Very rarely do I appreciate that I'm in my thirties. But looking around at things now, as old bastards generally do, I think thank God I'm not growing up in this mess. Now, that relief is quickly tempered when my now (as of two days ago) three-year old son streaks into the room, but it often lingers under the surface. I turn on the radio and it's what is this shit? I look at the way my students dress and I think someone would have rightfully kicked my ass if I had gone to school dressed like that. Don't even get me started on television. At least half of all shows are rich or stupid people, or stupid rich people, doing jackshit for an hour. People live like this? And we watch them? But the one thing that probably saddens me more than anything? It's something very dear to my childhood and teenage years. The lack of the hero. Well, the Action Hero.
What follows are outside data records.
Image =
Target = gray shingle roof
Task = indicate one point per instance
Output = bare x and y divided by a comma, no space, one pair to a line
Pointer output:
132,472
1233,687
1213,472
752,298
Now, don't get me wrong. There have been some kickass action flicks in the last couple of years, but nothing has come close to the way things used to be. If you're a teenager now, and not into old-school action flicks, who's your biggest star? The Rock? Badass, but too many family films, thereby squandering his prime years. Vin Diesel? Had a chance, but it didn't work out. Who else is there? Shit, is it Matt Damon? Johnny Depp? Christian Bale? No, probably not any of those three. It's likely Jason Statham, who is genuinely a charismatic screen presence, but I'm not sure he's been in anything with enough mass popularity.

My point? The best Action Heroes, were from my youth. They always have been, and likely, always will be.

The Expendables 2 is yet another reminder of, depending on your tastes, the good ol' days. Now, the movie itself isn't great, but you can't deny the magic of seeing all these iconic ass kickers together on screen. Cheesy one liners, droves of guys running into bullet spray and an overwhelming on-screen awareness of each guy's historical significance make for a good time at the movies.